Publié le 14 janvier 2026. La part des investisseurs étrangers dans la dette souveraine indonésienne a considérablement diminué, une tendance qui inquiète l’ancien gouverneur de la Banque d’Indonésie, Agus Marowardojo, et qui pourrait signaler un changement dans les flux financiers du pays.
- La participation étrangère dans les titres d’État indonésiens (SBN) est passée de 41 % en 2018 à seulement 13 % actuellement.

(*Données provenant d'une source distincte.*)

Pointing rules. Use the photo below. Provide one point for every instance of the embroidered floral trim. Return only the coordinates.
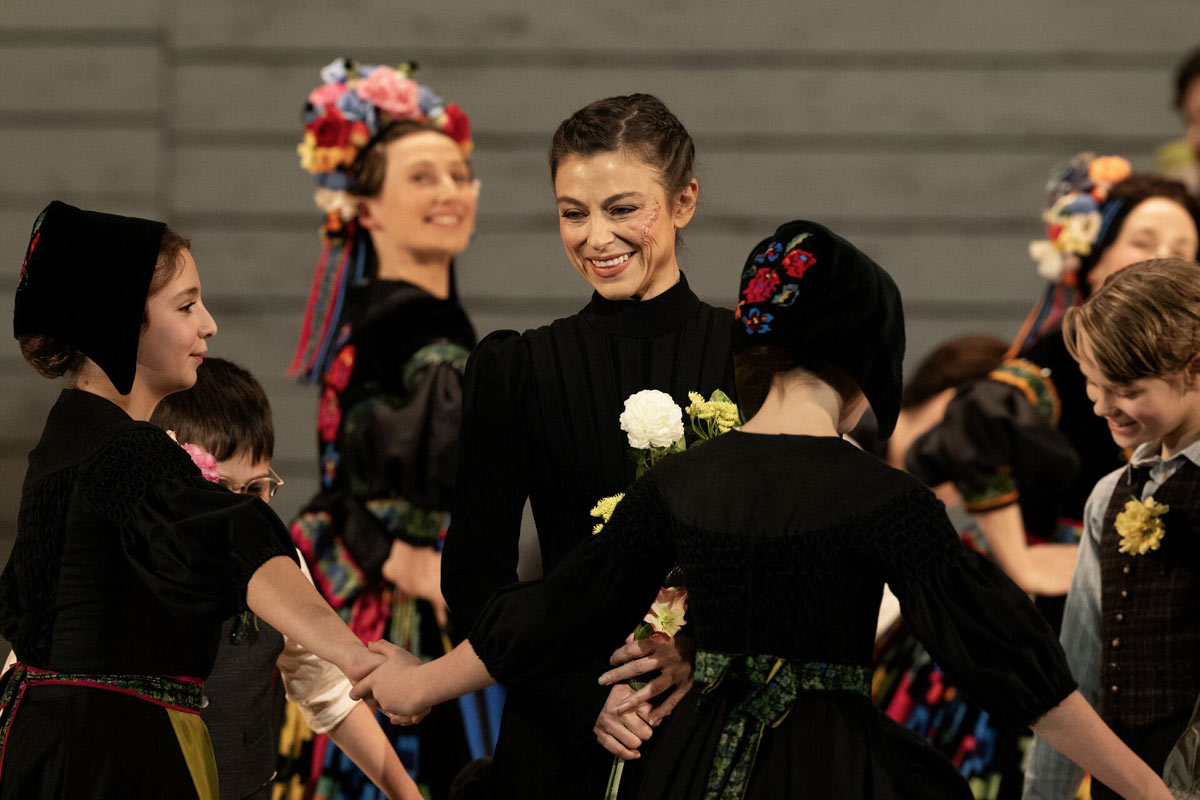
(432, 354)
(179, 693)
(762, 286)
(996, 491)
(1033, 382)
(757, 322)
(767, 687)
(401, 518)
(335, 572)
(1141, 525)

- Cette baisse coïncide avec un renversement de la balance des paiements de l’Indonésie, passant d’un excédent de 17 milliards de dollars en 2024 à un déficit d’environ 12 milliards de dollars au cours des neuf premiers mois de 2025.
- Agus Marowardojo met en garde contre une interprétation trop optimiste de cette situation, soulignant que la domination des investisseurs nationaux ne compense pas nécessairement les implications d’un retrait des capitaux étrangers.
La part des investisseurs étrangers dans les titres d’État indonésiens (Surat Berharga Negara, SBN) a connu une érosion significative ces dernières années. En 2018, sous le mandat d’Agus Marowardojo à la tête de la Banque d’Indonésie, les investisseurs étrangers détenaient 41 % de la dette souveraine du pays, un niveau record à l’époque. Aujourd’hui, ce chiffre est tombé à 13 %, selon les données disponibles.
Cet effondrement de la participation étrangère n’est pas sans conséquences sur la balance des paiements indonésienne. En 2024, le pays avait encore enregistré un excédent de 17 milliards de dollars en transactions financières. Cependant, cette tendance s’est inversée au cours des neuf premiers mois de 2025, avec un déficit d’environ 12 milliards de dollars. Agus Marowardojo explique que ce revirement est directement lié à la diminution des investissements étrangers dans les titres d’État.
« Nous ne pouvons pas simplement dire : ‘Oh, nous avons déjà le pouvoir de faire en sorte que ces titres d’État soient désormais détenus par des nationaux.’ Je ne peux pas. »
Agus Marowardojo, ancien gouverneur de la Banque d’Indonésie
L’ancien gouverneur de la Banque d’Indonésie souligne qu’il ne faut pas se réjouir trop vite de cette situation. Il met en garde contre une interprétation simpliste de la domination accrue des investisseurs nationaux, insistant sur la nécessité d’une analyse approfondie des implications de ce changement de paysage financier.
Selon ses analyses, la diminution des investissements étrangers en titres d’État est un facteur déterminant dans le déficit actuel de la balance des paiements. Ce qui était auparavant un afflux de capitaux s’est transformé en une sortie nette de 12 milliards de dollars, principalement en raison de la réduction des investissements de portefeuille.